Parte requerida: Secretária Municipal De Finanças E Planejamento
DECISÃO
Trata-se de Mandado de Segurança, com Pedido de Medida Liminar, impetrado por Hidro Serviços de Saneamento e Infraestrutura Ltda. contra ato atribuído ao Secretário Municipal de Finanças e Planejamento do Município de Uruaçu/GO.
Narrou a impetrante que celebrou contratos com a SANEAGO para a execução de serviços de engenharia relativos a ligações de água e trocas de ramais em rede pública de abastecimento.
Expôs que, em decorrência da execução contratual, vem sofrendo retenções indevidas de Imposto Sobre Serviços (ISS) na fonte, com base no enquadramento da atividade no item 7.02 da Lista Anexa à Lei Complementar n. 116/2003, que trata de obras de construção civil.
Aduziu que os serviços prestados constituem, na verdade, atividades de saneamento básico, matéria que foi expressamente excluída do campo de incidência do ISS pelo veto presidencial aos itens 7.14 e 7.15 da referida lei complementar.
Defendeu que o enquadramento no item genérico de construção civil viola a taxatividade da lista de serviços e a finalidade do veto, que era desonerar a prestação de serviços essenciais à população.
Postulou, em caráter liminar, a suspensão da exigibilidade do ISS incidente sobre os serviços objeto dos contratos, com a consequente abstenção de retenção do tributo na fonte pela SANEAGO, bem como a proibição de que a autoridade coatora promova qualquer medida de cobrança.
Com a inicial, juntou documentos, dentre eles, o comprovante de pagamento das custas iniciais (evento 1, arq. 6).
Na sequência, os autos vieram conclusos.
É o relatório. DECIDO.
RECEBO a petição inicial, uma vez que preenche os requisitos essenciais delineados nos artigos 319 e 320 do Código de Processo Civil, c/c artigo 6º da Lei n. 12.016/2009.
Quanto ao pedido de tutela de urgência, o artigo 2º da Lei n. 8.437/1992, dispõe que:
No mandado de segurança coletivo e na ação civil pública, a liminar será concedida, quando cabível, após a audiência do representante judicial da pessoa jurídica de direito público, que deverá se pronunciar no prazo de setenta e duas horas. (Grifo inserido)
Ocorre que o art. 1.059 do Código de Processo Civil, estendeu tal previsão legislativa para qualquer tutela provisória requerida contra a Fazenda Pública, vejamos:
Art. 1.059. À tutela provisória requerida contra a Fazenda Pública aplica-se o disposto nos arts. 1º a 4º da Lei nº 8.437, de 30 de junho de 1992, e no art. 7º, § 2º, da Lei nº 12.016, de 7 de agosto de 2009.

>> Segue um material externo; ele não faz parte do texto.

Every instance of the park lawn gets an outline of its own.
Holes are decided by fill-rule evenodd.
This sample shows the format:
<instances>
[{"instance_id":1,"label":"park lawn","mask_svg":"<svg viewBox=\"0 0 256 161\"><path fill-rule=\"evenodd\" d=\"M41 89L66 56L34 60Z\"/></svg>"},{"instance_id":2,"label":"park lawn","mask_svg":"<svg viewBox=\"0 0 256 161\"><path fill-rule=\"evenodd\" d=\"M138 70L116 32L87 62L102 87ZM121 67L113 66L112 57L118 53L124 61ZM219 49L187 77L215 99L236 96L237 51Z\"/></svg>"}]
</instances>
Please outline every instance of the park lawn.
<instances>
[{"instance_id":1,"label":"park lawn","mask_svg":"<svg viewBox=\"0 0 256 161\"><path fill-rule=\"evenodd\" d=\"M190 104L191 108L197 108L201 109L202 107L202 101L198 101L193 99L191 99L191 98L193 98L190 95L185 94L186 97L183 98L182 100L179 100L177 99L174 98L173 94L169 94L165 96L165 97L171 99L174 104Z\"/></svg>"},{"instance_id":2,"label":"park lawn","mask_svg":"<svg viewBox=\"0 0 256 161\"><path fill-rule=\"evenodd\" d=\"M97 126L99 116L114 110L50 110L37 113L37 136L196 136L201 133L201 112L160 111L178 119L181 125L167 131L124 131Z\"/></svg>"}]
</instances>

Deste modo, com fulcro no artigo 2º da Lei n. 8.437/1992 c/c artigo 1.059 do Código de Processo Civil, notifique-se a autoridade coatora indicada para, no prazo de 72 (setenta e duas) horas, apresentar manifestação prévia sobre o pedido de tutela provisória, oportunidade em que poderá trazer documentos que entender necessários à elucidação do caso.
Apresentada a manifestação, ou decorrido o prazo para tanto, tornem os autos conclusos para decisão no classificador “tutela antecipada”.
Confiro força de mandado de intimação e ofício a esta decisão, dispensada a geração de outro documento, bastando o cadastro em sistema próprio e entrega ao Oficial de Justiça ou destinatário, nos termos dos artigos 136 a 139 do Código de Normas e Procedimentos do Foro Judicial da CGJ-GO.
Intimem-se. Cumpra-se.
Uruaçu/GO, data e hora da assinatura eletrônica.